Wednesday, May 3, 2023

After the Ecstasy, The You Know What

Because we need protection from the elements
Humans invented clothes
At first likely crude animal skins
Grass mats perhaps
Later woven garments and fine leather
The poor might only have a garment or two
The wealthy far more
But either way, clothes became
Washable, mendable - and therefore durable
As long as you care for them
If you are lucky enough
(As most modern humans are)
To have a full wardrobe’s worth
Then you are familiar with this process of
Washing, drying and putting away clothes
Which we call “laundry”
What most people don’t know
Or, more accurately, don’t realize until later in life
Is that, unless you are wealthy enough to
Hire someone else to do your work,
You will be doing this laundry
For the rest of your life
It will become a regular thing
A well-deserved cliché
You will do laundry in the best of times
And in the worst of times
You will own garments that
You will wash, dry and store
Hundreds if not thousands of times
The endless repetition will feel futile
It will feel like the very definition of futile
The old Zen expression
“After the ecstasy, the laundry”
Is not wrong
Yet as we feel society fracturing
As we veer radically off the map
Can a slight comfort be found
In the feeling that laundry, at least
Shall always be with us?
Does this drudgery offer us the gift of consistency?

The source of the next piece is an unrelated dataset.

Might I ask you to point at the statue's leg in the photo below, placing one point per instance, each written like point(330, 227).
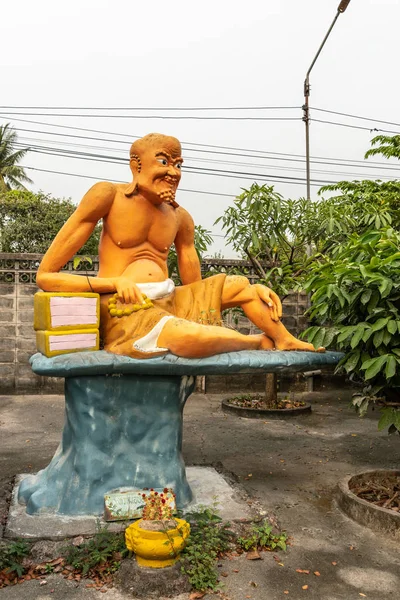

Is the endless cycle of laundry stabilizing, grounding?
Because although the mess is mighty
Our grand systems exposed as freakishly fragile
Laundry is still here
To say look at these miracles:
Running water!
Reliable electricity!
Machines that function!
And the luxury of a space to keep it all
How can I resent laundry
When its very existence implies home?
If there is laundry, there is hope
And how can I be annoyed
At that?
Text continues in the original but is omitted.